Федерико Феллини - [57]
— У меня большой соблазн взяться за нее, но, по сути, опера уже создана — или уничтожена, как сама Италия. Она хороша такая, какая есть, со всеми своими промахами и уродливыми проявлениями. Это уже свершившийся факт. Что могу я добавить к «Аиде» такого, чего там еще нет, с моей склонностью к цирковому, архизрелищному? С тех пор как я начал заниматься кино, ко мне со всех уголков света приходят просьбы поставить оперу, но мне ни разу не удалось обнаружить убедительных причин, позволивших мне решиться на это, если не считать воодушевления, охватывающего меня при мысли о том, чтобы отметить предстоящее Рождество в Болонье. Приглашать меня поставить оперу — то же самое, что приглашать меня поставить пастушью кантату, военный парад или траурную процессию. Как-то ко мне уже в пятый раз заявился директор Ковент-Гардена, чтобы уговорить сделать постановку в его театре. Он сказал мне: «Ковент-Гарден — это не Ла Скала или Метрополитен, не Парижская или Венская опера — это свободный нонконформистский театр, известный своими немного ортодоксальными постановками классических мелодрам. Вы бы имели там полную свободу действий». Но мне было совершенно нечего там делать.
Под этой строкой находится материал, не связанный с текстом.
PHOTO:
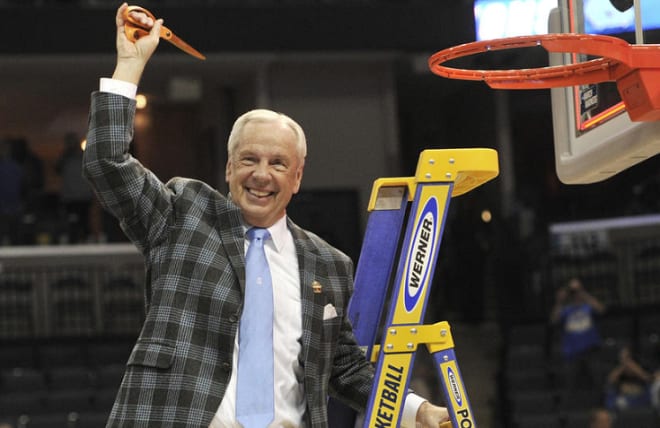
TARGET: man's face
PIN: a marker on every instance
(264, 172)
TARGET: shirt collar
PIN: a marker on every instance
(278, 233)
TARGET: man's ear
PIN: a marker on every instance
(228, 171)
(299, 175)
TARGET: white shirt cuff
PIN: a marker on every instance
(118, 87)
(410, 408)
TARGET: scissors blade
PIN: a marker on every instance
(134, 30)
(179, 43)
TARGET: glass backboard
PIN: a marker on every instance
(594, 137)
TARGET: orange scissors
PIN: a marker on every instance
(134, 30)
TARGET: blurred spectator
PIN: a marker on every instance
(75, 195)
(33, 174)
(654, 391)
(575, 313)
(600, 418)
(628, 384)
(10, 195)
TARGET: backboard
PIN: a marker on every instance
(593, 136)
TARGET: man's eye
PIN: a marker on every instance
(279, 165)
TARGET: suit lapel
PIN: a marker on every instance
(232, 233)
(312, 269)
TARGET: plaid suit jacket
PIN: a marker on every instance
(192, 240)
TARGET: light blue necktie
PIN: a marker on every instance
(254, 390)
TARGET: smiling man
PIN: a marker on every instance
(186, 368)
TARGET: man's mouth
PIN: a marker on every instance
(259, 193)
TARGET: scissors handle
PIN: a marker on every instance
(134, 30)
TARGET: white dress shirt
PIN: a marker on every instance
(287, 326)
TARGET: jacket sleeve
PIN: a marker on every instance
(124, 187)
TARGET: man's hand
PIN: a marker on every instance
(430, 416)
(133, 57)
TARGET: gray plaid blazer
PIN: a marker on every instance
(192, 240)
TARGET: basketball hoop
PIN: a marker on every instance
(634, 68)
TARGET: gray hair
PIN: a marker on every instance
(264, 115)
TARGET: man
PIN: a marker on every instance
(183, 368)
(574, 312)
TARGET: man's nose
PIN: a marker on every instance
(261, 170)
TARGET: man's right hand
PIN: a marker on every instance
(132, 57)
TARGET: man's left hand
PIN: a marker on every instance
(430, 416)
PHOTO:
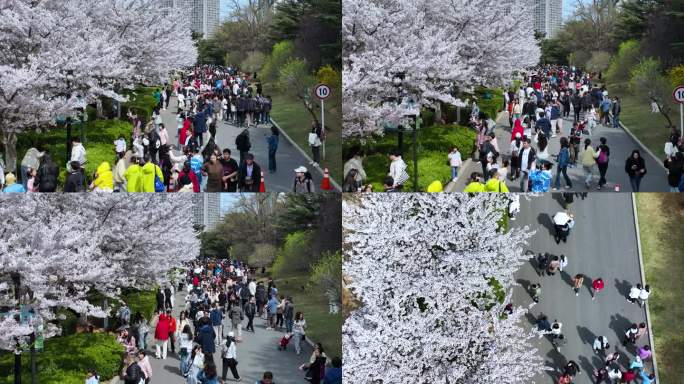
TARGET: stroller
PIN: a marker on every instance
(284, 341)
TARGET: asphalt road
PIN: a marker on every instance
(257, 353)
(621, 146)
(602, 244)
(288, 157)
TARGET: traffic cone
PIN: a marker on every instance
(325, 183)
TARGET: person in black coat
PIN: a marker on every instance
(249, 177)
(635, 166)
(46, 178)
(75, 181)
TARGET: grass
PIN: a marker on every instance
(434, 144)
(294, 119)
(648, 127)
(66, 359)
(321, 326)
(660, 227)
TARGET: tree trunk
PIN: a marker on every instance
(17, 356)
(10, 142)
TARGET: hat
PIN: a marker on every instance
(10, 178)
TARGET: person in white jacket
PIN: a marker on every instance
(454, 162)
(229, 357)
(397, 170)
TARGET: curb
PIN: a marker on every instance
(280, 130)
(643, 281)
(645, 148)
(451, 187)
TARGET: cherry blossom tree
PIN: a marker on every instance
(423, 269)
(56, 56)
(56, 250)
(438, 46)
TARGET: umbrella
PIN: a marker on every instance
(561, 218)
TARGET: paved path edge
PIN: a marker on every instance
(643, 281)
(294, 144)
(645, 148)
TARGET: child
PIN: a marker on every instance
(282, 344)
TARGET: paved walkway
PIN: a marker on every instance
(621, 146)
(602, 244)
(288, 157)
(256, 354)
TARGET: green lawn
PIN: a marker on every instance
(648, 127)
(321, 326)
(660, 226)
(294, 119)
(66, 359)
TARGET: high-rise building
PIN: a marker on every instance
(204, 14)
(207, 209)
(548, 17)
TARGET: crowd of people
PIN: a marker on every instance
(220, 297)
(616, 366)
(187, 159)
(539, 111)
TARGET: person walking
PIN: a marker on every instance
(577, 283)
(272, 148)
(600, 345)
(161, 334)
(635, 167)
(236, 316)
(602, 160)
(250, 311)
(229, 357)
(299, 329)
(563, 163)
(596, 286)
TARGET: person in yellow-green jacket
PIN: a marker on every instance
(133, 176)
(104, 178)
(150, 170)
(494, 184)
(474, 185)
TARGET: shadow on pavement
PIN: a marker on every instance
(586, 335)
(623, 287)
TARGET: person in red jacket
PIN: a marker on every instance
(172, 330)
(161, 334)
(596, 286)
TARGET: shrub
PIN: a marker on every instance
(282, 52)
(627, 57)
(263, 255)
(326, 276)
(66, 359)
(295, 255)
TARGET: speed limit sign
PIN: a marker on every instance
(678, 94)
(322, 91)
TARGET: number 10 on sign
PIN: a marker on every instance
(322, 92)
(678, 96)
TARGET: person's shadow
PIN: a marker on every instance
(623, 286)
(546, 221)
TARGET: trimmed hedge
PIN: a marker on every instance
(66, 359)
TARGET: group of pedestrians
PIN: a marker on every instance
(616, 366)
(221, 297)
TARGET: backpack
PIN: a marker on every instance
(603, 157)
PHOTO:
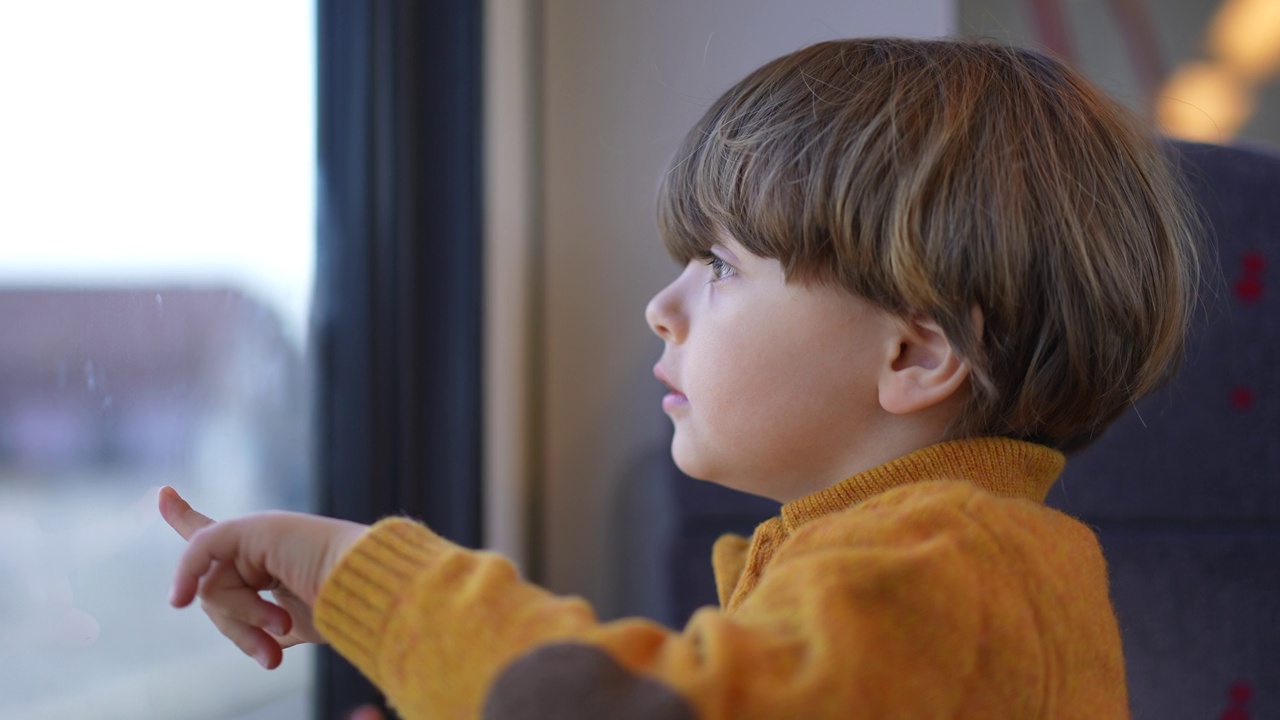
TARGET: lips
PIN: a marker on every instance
(672, 400)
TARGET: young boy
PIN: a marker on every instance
(914, 273)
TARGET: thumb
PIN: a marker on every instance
(366, 712)
(179, 515)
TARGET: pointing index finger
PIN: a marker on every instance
(179, 514)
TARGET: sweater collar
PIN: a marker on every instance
(1002, 466)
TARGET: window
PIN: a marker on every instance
(156, 260)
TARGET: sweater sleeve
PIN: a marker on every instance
(836, 628)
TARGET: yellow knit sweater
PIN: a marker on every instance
(935, 586)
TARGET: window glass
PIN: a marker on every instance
(156, 255)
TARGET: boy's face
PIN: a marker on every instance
(775, 386)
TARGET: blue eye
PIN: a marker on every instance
(720, 268)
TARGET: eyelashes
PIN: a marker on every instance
(720, 268)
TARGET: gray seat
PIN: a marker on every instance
(1184, 491)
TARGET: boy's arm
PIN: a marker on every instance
(453, 633)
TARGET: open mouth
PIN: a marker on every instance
(672, 400)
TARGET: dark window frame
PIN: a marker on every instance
(397, 319)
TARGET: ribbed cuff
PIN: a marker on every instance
(360, 595)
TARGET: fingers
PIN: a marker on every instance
(242, 615)
(179, 515)
(252, 642)
(215, 542)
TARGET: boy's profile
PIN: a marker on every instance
(914, 274)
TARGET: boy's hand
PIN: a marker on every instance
(227, 564)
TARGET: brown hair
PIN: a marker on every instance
(932, 177)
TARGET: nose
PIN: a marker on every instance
(664, 314)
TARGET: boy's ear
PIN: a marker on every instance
(923, 370)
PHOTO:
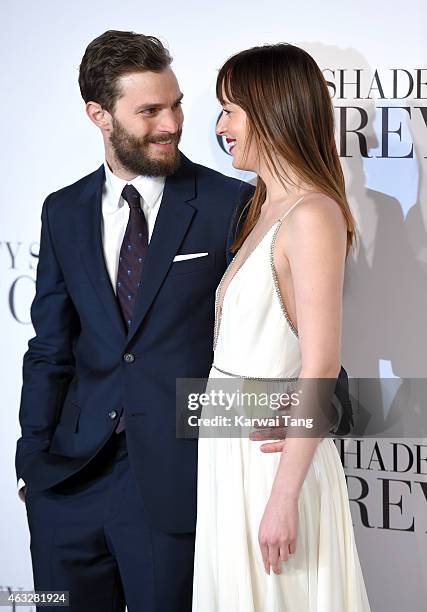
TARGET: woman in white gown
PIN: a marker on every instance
(274, 530)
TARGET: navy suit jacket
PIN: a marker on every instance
(83, 369)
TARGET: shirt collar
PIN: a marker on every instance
(149, 187)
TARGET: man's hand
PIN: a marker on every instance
(278, 434)
(22, 492)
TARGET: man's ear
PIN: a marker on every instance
(99, 116)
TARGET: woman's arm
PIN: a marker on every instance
(313, 238)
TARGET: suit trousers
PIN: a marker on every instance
(91, 536)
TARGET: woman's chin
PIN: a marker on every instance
(238, 166)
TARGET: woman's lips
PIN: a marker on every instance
(232, 143)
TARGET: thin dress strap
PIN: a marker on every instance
(291, 208)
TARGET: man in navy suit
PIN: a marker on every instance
(110, 490)
(130, 258)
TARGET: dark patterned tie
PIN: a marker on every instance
(131, 259)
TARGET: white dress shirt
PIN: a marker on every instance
(115, 216)
(115, 213)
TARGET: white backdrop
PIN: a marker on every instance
(48, 143)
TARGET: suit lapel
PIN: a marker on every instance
(88, 220)
(173, 219)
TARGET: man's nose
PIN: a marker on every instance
(169, 123)
(220, 126)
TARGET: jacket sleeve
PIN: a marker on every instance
(48, 365)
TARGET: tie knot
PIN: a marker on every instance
(132, 197)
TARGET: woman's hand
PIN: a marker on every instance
(278, 530)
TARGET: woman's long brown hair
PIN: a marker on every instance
(290, 118)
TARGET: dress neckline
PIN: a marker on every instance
(220, 302)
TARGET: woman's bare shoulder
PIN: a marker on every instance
(317, 210)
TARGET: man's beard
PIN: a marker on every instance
(133, 152)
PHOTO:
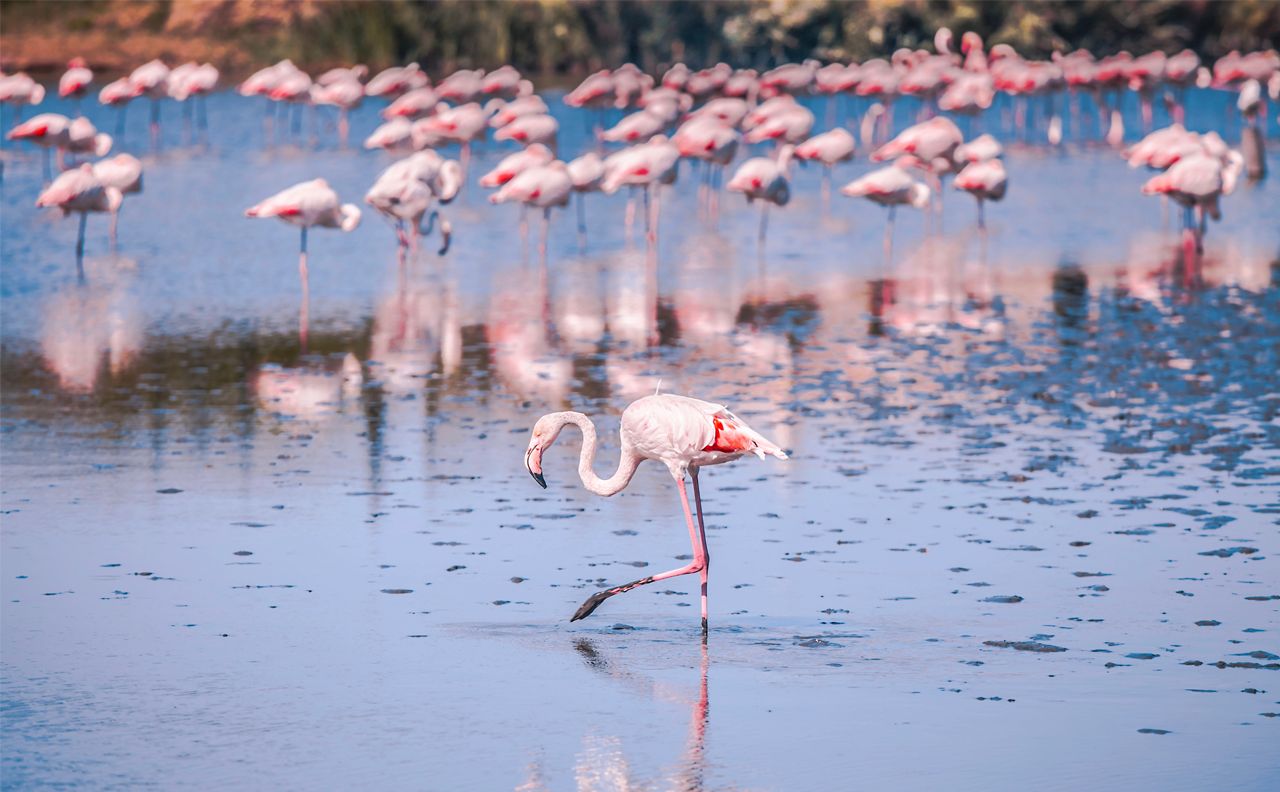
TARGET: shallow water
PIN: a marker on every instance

— Если ты не собираешься ставить на сцене в Болонье «Аиду», то по крайней мере, может быть, снимешь фильм в Америке?
— В случае если бы я так поступил, это заняло бы гораздо меньше времени, чем объяснение причин, почему я не уверен, стоит ли этим заниматься. Во время моего пребывания в Нью-Йорке, куда мы ездили на презентацию «Города женщин» с Мастроянни, однажды вечером я отправился посмотреть музыкальную комедию под названием «Сорок вторая авеню». Я думал, что речь идет о лучшем образчике всех музыкальных ревю века, но на деле это оказался невероятно скучный спектакль, так что спустя некоторое время я вышел и отправился прогуляться, бросая вызов толпе, страху и преследовавшему меня чувству опасности. Мне казалось, что я смотрю галлюцинирующий антропологический спектакль. Меня окружала голубоватая, зеленоватая, невротическая, психопатическая, шизофреническая атмосфера, в которой блуждали представители человеческого рода, казавшиеся высадившимися из таинственных космических аппаратов, полных самых причудливых во всей галактике существ. Женщины, продвигавшиеся вперед, как монгольфьеры, совсем юные педерасты, обтянутые черными бархатными брючками, вилявшие бедрами, словно ящерицы, стайки детей, терзаемых глубоким страхом, крошечные, словно вынырнувшие из кошмара магазинчики — все это сопровождалось ужасающей какофонией всевозможных шумов и звуков. И среди этого исполинского, хаотического, ужасающего потока машин, толпы, шумов, воплей, жалоб — невысокий человечек в бархатном рафаэлевском берете с ангельским выражением на личике, как будто на него снизошла благодать, сидел и писал ночной Бродвей.
— Из этого, наверное, мог бы получиться выдающийся фильм?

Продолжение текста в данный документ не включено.